Recognizing Heart Failure

heartA very startling statistic is the population here in the MENA region is developing heart failure 10 years younger than their Western counterparts. To help us understand heart failure and its associated symptoms, HEALTH meets with Cardiologist Dr. Feras Bader.

Risk Factors

Common risk factors of heart failure include high blood pressure, diabetes mellitus, hyperlipidaemia leading to coronary artery disease, cigarette smoking, and obesity. Many of these are associated with a more Western-type lifestyle and presently highly prevalent in the Middle-East population,” says Dr. Bader.

What it Means

Heart failure, explains Dr. Bader, often occurs when the heart muscle has suddenly become weak following a heart attack or other illnesses affecting the heart, or by damage sustained more gradually due to diabetes, high blood pressure, or coronary artery disease.

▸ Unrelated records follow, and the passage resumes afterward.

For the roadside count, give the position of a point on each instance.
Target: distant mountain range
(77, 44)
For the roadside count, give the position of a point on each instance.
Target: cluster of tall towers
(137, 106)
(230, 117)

According to Dr. Bader, the most common symptoms of heart failure are shortness of breath, symptoms of fatigue, dizziness, and body swelling, especially in the legs and abdomen. “However, unless people are aware of the symptoms of heart failure and they and their physicians think of heart failure as a possibility, many of these symptoms could last for some time before they are diagnosed,” he notes.

The MENA Region

The biggest differences in risk factors between the MENA region and the Western world, he tells, is the prevalence of hypertension and diabetes as well as obesity. “If we look at these risk factors, their percentages are significantly higher than in developed countries and we believe that it is because of this, that patients are diagnosed with heart failure at a younger age compared to their counterparts in the West,” he explains, and specifically, Type
1 diabetes, the diabetes that affects children, is very endemic in the Middle East, and because it starts at such a young age, it means people are going to live with it for a long time. With this being the case, the likelihood of developing heart disease is probably going to be higher at a younger age.

Unique Challenges Require Unique Responses

The Heart Failure Roadmap report found that the MENA region has unique challenges in heart failure that require unique responses. Studies suggest that re-hospitalization rates are much higher in MENA than in other countries. These, suggests Dr. Bader, may be driven, in part, by inadequate awareness and understanding of heart failure at all levels of the health system and inconsistent patient follow up. These high re-admission rates are costly and often avoidable.

Grim Reality

Heart failure, reveals Dr. Bader, is the number one reason for hospitalization for people over 65 across the globe, placing a huge social and economic burden on patients and their families. The pressures of heart failure are set to
grow across MENA, driven by the high prevalence of risk factors for non-communicable diseases in the region which are often left unchecked and unchallenged.

The MENA Heart Failure Alliance

The MENA Heart Failure Alliance, the region’s first dedicated group for heart failure management, will be dedicated to combat heart failure, establish a clear roadmap of priority actions, and develop locally applicable interventions and policies following the key focus areas identified through the Roadmap Report findings.